1.3 Key insights/takeaways so far to inform further research

  • At this point, I already knew there was a need for a GPS tracker for pets. But I also wanted to know if there was even more demand for a tracker for kids; also, how different are cat owners vs dog owners needs [link].
  • The vast majority of pet owners do nothing after losing a pet forever or after losing&finding a pet again. So maybe losing a pet is not the main driver of getting a tracking device. At this point, I assumed that these two categories might not be the best categories for our users.
  • There are around 1M devices for cats&dogs worldwide. 14% of worldwide dogs get lost(65M), but only 1% of all dogs get lost forever(4.5M) in a five-year period. And they sometimes get lost forever because their owners can’t or won’t keep them anymore. So accidentally losing a dog and wanting it back happens for way less than 1% of all dogs.
  • It’s easy to get biased by statistics, especially when you have enough large numbers. I couldn’t check how reliable or accurate the numbers were, and I couldn’t triangulate all of them. Fortunately, the key numbers had different degrees of magnitude (x, 10x, 100x), so they were reliable for basic assumptions (eg “1% odds of losing a dog forever” can be used as “Losing a dog is not that common”).

1.4 Product reviews

The main insight I’ve already gained from previous research activities was that losing a pet may not be the most helpful criterion to drive research forward.

I’ve researched Amazon reviews of the top four competitors in order to detect the key user groups, their context, and their goals.

Most often people need “peace of mind” and “our dog is the most precious thing to us” (the latter less often, but still significant). These two key phrases seem to provide better insights into the two main persona(s).

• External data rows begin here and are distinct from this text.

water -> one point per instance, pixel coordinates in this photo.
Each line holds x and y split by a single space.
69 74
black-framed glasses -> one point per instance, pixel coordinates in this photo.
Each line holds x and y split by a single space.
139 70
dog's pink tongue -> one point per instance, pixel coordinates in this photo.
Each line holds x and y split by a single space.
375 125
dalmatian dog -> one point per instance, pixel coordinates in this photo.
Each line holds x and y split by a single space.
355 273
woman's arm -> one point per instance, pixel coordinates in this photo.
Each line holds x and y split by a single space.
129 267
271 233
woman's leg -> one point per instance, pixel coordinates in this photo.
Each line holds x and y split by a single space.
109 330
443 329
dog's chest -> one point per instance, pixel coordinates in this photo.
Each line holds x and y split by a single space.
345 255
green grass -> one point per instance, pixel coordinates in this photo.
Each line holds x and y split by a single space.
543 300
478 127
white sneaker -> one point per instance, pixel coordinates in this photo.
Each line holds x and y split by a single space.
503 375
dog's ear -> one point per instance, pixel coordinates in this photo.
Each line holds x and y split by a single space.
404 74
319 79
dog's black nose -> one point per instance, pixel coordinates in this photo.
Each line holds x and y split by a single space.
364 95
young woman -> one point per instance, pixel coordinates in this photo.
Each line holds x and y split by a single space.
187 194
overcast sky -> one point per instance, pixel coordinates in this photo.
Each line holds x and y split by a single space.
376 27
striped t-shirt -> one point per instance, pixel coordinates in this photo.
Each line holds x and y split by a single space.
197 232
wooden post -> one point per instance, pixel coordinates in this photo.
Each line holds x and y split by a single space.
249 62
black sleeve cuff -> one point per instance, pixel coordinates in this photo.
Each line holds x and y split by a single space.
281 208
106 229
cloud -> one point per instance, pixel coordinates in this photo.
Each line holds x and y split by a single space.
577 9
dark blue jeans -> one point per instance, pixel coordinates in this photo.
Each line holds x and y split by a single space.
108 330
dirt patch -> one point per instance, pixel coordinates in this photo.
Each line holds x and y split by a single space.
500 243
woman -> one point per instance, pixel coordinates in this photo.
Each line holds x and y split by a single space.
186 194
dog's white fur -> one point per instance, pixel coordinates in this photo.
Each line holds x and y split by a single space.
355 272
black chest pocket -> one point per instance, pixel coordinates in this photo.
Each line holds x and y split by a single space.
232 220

Pet owners who already own a GPS tracker are people who want to reduce the chances of losing their pet. Ideally, they want to remove this problem totally, but the technology (at least in the GPS trackers I’ve included in my analysis) is buggy and not too reliable, so people have learned that losing their pet is still a possibility — although reduced. So these people are proactively looking for a way to reduce the odds of losing their pet.

1.5 Competitive analysis

Products don’t live in a void — a competitive analysis is always useful in shaping the product vision. Four major competitors making around 3/4 (or more) of the whole market have their unique pros and cons, cost differently, and have different market shares depending on cost and whether they are available worldwide or not. They’ve all had the same start (being founded roughly at the same time, in 2012–2013).

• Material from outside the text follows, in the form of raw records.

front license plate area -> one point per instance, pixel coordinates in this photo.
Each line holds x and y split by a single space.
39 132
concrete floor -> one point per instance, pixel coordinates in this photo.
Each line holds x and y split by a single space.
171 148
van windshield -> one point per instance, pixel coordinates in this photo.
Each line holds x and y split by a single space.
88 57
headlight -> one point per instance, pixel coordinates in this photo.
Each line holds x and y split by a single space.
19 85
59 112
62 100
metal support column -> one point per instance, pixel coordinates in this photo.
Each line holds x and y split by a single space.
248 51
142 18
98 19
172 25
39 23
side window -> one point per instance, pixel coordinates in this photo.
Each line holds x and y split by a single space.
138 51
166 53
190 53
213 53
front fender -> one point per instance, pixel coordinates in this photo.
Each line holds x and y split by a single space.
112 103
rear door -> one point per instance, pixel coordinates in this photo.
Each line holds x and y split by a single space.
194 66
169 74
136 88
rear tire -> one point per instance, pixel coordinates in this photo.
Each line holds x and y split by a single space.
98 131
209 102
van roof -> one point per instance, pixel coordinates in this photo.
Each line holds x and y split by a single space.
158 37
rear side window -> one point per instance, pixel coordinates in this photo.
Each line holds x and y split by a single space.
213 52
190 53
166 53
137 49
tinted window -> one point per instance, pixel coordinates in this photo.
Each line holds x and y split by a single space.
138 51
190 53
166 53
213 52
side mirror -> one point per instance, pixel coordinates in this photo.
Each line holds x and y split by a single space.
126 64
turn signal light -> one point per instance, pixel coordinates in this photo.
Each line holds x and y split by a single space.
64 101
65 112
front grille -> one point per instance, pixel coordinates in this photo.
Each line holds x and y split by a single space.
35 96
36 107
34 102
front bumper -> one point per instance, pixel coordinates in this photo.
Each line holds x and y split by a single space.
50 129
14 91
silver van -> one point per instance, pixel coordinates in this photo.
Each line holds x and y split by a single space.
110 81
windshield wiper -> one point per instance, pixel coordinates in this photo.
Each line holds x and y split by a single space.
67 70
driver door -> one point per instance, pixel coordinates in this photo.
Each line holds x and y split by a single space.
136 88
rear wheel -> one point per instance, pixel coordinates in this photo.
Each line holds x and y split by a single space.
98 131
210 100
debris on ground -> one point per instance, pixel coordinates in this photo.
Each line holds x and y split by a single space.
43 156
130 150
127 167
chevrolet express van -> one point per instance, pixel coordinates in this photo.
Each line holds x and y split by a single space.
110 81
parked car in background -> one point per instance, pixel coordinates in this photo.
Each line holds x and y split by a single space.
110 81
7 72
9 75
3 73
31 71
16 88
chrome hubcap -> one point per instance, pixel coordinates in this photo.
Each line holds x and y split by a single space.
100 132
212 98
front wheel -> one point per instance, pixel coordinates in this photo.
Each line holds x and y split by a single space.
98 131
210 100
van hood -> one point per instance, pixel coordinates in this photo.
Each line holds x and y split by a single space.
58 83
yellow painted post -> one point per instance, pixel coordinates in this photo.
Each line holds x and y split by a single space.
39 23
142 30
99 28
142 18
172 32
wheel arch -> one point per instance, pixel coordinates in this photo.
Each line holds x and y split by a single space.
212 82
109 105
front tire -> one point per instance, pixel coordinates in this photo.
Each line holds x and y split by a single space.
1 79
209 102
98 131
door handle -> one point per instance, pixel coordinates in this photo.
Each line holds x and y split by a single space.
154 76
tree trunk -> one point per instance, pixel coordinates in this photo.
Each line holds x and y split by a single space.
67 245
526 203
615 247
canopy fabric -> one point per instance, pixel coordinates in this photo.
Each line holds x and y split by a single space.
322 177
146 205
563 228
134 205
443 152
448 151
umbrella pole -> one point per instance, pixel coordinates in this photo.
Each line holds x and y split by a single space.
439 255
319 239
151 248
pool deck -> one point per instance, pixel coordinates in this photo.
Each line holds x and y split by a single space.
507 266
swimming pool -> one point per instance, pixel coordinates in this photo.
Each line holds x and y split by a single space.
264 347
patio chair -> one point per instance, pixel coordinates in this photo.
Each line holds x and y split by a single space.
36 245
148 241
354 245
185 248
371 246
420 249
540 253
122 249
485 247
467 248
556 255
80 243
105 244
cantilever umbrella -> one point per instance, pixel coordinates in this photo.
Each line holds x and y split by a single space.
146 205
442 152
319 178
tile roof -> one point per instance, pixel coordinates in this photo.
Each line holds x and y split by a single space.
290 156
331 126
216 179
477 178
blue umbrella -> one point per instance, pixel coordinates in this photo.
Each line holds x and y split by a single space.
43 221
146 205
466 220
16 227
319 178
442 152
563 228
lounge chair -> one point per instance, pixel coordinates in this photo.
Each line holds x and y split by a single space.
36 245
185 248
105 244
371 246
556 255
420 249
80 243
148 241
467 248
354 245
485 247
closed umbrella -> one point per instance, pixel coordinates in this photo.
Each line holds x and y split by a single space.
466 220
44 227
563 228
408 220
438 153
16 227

What can we learn from comparing them on these criteria? What makes a leader in this market? Here are some insights:

  • Whistle has only US coverage and it’s 2–3 times more expensive than the leader, Tractive. Whistle is the only one amongst the five top tracking devices on the market that puts fitness first and tracking second. If they had worldwide coverage, they would probably be world leaders, because they have better branding and UX than Tractive
  • Trackimo and Tractive have both worldwide coverage, but Tractive has 10x installs — and that’s probably because Tractive is four times less expensive than Trackimo. Even if Trackimo sells trackers for all kinds of purposes, they still seem to have 10x fewer clients. I assume it’s because of both price (4x more expensive) and very poor branding (you can’t figure out which device is for pets, for cars or for both pets, kids, or cars; similar shapes, sizes, branding). If Trackimo were cheaper and if they had better branding, they would probably be market leaders.
  • Weenect, like Trackimo, sells devices for all kinds of purposes and are unable to differentiate them clearly. But Weenect cost is similar to market leader, Tractive — 4x cheaper than Trackimo. While Weenect only sells in the EU, for a 10x smaller market (Trackimo sells worldwide), Weenect still seems to have 2x clients. So a 4x price increase means 20x less clients. If Weenect had worldwide coverage and better branding, they would probably be market leaders.

1.6 SWOT

I’ve focused the SWOT analysis on the UX of products in order to determine the opportunities SmartPet has. All competitors share the same common UX weaknesses:

  • too many features (and buggy),
  • poor content design
  • poor branding (except Whistle)
  • poor communication between device-app-user when it comes to technological limitations, which are the actual pain points (poor accuracy and refresh times, triggering freezes and false positives).

1.7 The brand opportunity

Except for Whistle, all main competitors are poor on branding — their iconotype (the drawing/icon in the logo) is as stereotypical as a location icon. They tend to use abstract invented names (unlike Whistle, who again got it right); they use vague slogans and they all tend to have very landscape logos.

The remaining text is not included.